For inherently unpredictable cases, programs performance can be greatly enhanced if the compiler is able to generate code using conditional data transfers rather than conditional control transfers. This cannot be controlled directly by the C/C++ programmer, but some ways of expressing conditional behavior can be more directly translated into conditional moves than others.
Suppose we are given two arrays of integers a and b, and at each position i, we want to set a[i] to the minimum of a[i] and b[i], and b[i] to the maximum. An imperative style of implementing this function, where we use conditionals to selectively update program state, is to check at each position i and swap the two elements if they are out of order:
// Rearrange two vectors so that for each i, b[i] >= a[i]
void minmax1(int a[], int b[], int n) {
for (int i=0; i!=n; ++i) {
if (a[i] > b[i]) {
int t = a[i];
a[i] = b[i];
b[i] = t;
}
}
}
The measurements for this function on random data show a CPE of around 14.50 for random data, and 3.00-4.00 for predictable data, a clear sign of a high misprediction penalty.
A functional style of implementing this function, where we use conditional operations to compute values and then update the program state with these values, as opposed to the imperative style, is to compute the minimum and maximum values at each position i and then assign these values to a[i] and b[i], respectively:
// Rearrange two vectors so that for each i, b[i] >= a[i]

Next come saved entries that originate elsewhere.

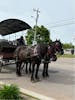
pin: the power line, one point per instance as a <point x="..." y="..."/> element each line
<point x="62" y="25"/>
<point x="60" y="21"/>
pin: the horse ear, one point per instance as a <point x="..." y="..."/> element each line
<point x="56" y="39"/>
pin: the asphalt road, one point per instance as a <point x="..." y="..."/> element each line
<point x="59" y="85"/>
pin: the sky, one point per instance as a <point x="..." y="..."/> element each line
<point x="58" y="16"/>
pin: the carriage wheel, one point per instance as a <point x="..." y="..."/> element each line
<point x="0" y="66"/>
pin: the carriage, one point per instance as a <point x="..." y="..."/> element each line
<point x="7" y="48"/>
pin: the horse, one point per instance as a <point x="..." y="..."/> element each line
<point x="40" y="51"/>
<point x="58" y="48"/>
<point x="27" y="54"/>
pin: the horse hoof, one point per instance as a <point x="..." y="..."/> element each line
<point x="33" y="81"/>
<point x="18" y="74"/>
<point x="47" y="75"/>
<point x="37" y="79"/>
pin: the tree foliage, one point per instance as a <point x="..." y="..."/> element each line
<point x="42" y="35"/>
<point x="68" y="45"/>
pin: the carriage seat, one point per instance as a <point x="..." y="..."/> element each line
<point x="6" y="46"/>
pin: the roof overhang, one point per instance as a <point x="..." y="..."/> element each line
<point x="11" y="26"/>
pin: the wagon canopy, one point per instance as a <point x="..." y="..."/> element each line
<point x="10" y="26"/>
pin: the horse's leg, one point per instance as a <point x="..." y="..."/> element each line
<point x="44" y="70"/>
<point x="33" y="69"/>
<point x="47" y="70"/>
<point x="30" y="69"/>
<point x="17" y="64"/>
<point x="26" y="67"/>
<point x="19" y="68"/>
<point x="37" y="69"/>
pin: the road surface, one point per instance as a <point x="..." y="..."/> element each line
<point x="60" y="84"/>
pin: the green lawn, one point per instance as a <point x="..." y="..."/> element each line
<point x="67" y="56"/>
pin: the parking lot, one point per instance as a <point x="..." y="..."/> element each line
<point x="59" y="85"/>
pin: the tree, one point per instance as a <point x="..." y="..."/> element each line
<point x="42" y="35"/>
<point x="68" y="45"/>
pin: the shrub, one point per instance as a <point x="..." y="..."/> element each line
<point x="9" y="92"/>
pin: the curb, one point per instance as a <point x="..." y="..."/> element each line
<point x="31" y="93"/>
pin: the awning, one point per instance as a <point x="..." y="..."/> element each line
<point x="10" y="26"/>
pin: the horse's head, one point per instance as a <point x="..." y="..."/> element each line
<point x="58" y="47"/>
<point x="51" y="53"/>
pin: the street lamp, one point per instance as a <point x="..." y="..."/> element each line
<point x="36" y="20"/>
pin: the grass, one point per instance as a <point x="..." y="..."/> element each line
<point x="67" y="56"/>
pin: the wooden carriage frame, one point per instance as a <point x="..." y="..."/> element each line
<point x="7" y="27"/>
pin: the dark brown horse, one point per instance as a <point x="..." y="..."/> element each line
<point x="35" y="55"/>
<point x="56" y="47"/>
<point x="27" y="54"/>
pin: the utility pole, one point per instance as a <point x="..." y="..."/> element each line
<point x="36" y="20"/>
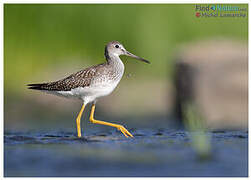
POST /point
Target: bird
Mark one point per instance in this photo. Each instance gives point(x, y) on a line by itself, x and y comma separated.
point(92, 83)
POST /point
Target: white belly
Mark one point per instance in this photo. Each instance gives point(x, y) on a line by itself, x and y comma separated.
point(88, 94)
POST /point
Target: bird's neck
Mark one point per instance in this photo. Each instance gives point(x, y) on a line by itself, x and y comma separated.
point(114, 60)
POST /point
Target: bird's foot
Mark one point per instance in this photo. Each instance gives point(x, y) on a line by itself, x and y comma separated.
point(124, 131)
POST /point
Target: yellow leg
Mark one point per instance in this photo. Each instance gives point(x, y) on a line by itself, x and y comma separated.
point(79, 119)
point(118, 126)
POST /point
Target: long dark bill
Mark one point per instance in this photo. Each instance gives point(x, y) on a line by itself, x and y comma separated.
point(136, 57)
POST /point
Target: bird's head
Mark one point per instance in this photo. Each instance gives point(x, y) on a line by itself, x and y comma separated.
point(117, 49)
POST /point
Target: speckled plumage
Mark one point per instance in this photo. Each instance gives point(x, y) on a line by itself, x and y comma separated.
point(93, 82)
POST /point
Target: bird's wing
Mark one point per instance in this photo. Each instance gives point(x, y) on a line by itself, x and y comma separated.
point(81, 78)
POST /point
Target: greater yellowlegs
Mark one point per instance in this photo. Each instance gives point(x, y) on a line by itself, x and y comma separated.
point(92, 83)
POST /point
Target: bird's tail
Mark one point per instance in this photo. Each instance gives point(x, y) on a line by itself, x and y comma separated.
point(41, 86)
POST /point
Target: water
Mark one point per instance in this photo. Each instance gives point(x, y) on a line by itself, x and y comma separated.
point(161, 152)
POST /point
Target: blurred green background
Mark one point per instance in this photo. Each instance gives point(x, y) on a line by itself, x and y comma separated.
point(46, 42)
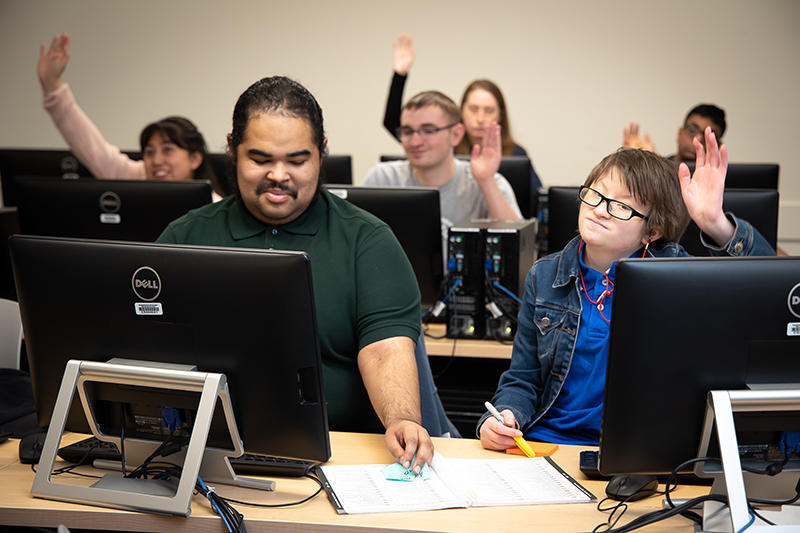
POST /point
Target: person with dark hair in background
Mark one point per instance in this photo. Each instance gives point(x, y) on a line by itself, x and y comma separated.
point(172, 148)
point(481, 104)
point(697, 120)
point(366, 295)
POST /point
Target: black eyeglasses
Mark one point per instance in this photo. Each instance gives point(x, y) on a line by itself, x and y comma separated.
point(424, 132)
point(615, 208)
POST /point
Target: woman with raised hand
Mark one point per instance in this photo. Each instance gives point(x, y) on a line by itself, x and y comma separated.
point(172, 148)
point(482, 104)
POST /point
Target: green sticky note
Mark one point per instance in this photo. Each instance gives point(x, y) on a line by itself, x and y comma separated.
point(397, 472)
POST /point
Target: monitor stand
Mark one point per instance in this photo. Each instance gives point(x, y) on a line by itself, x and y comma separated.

void minmax2(int a[], int b[], int n) {
for (int i=0; i!=n; ++i) {
int min = a[i] < b[i] ? a[i] : b[i];
int max = a[i] < b[i] ? b[i] : a[i];
a[i] = min;
b[i] = max;
}
}
The measurements for this function show a CPE of around 5.0 regardless of whether the data are arbitrary or predictable. And we should examine the generated assembly code to make sure that it indeed use conditional moves.